MAC populate is used to send a message through the flooding domain to learn a MAC address as if a customer packet with that source MAC address had flooded the domain from that ingress point in the service. This allows the provider to craft a learning history and engineer packets in a particular way to test forwarding plane correctness.
The MAC populate request is sent with a VC TTL of 1, which means that it is received at the forwarding plane at the first hop and passed directly up to the management plane. The packet is then responded to by populating the MAC address in the forwarding plane, like a conventional learn although the MAC will be an OAM-type MAC in the FIB to distinguish it from customer MAC addresses.
This packet is then taken by the control plane and flooded out the flooding domain (squelching appropriately, the sender and other paths that would be squelched in a typical flood).
This controlled population of the FIB is very important to manage the expected results of an OAM test.
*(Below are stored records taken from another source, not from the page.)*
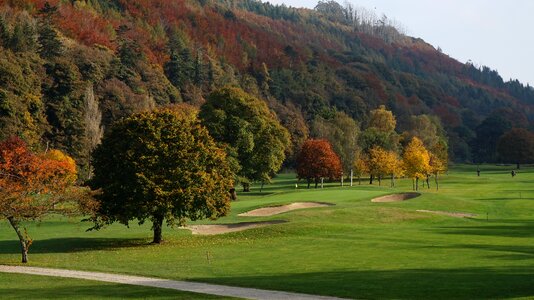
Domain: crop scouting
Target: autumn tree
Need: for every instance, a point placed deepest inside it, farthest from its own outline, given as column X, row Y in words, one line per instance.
column 382, row 162
column 250, row 133
column 50, row 45
column 426, row 128
column 439, row 160
column 516, row 146
column 32, row 185
column 360, row 168
column 317, row 160
column 437, row 166
column 160, row 165
column 342, row 133
column 379, row 134
column 416, row 161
The same functions are available by sending the OAM packet as a UDP/IP OAM packet. It is then forwarded to each hop and the management plane has to do the flooding.
Options for MAC populate are to force the MAC in the table to type OAM (in case it already existed as dynamic or static or an OAM induced learning with some other binding), to prevent new dynamic learning to over-write the existing OAM MAC entry, to allow customer packets with this MAC to either ingress or egress the network, while still using the OAM MAC entry.
Finally, an option to flood the MAC populate request causes each upstream node to learn the MAC, for example, populate the local FIB with an OAM MAC entry, and to flood the request along the data plane using the flooding domain.
An age can be provided to age a particular OAM MAC after a different interval than other MACs in a FIB.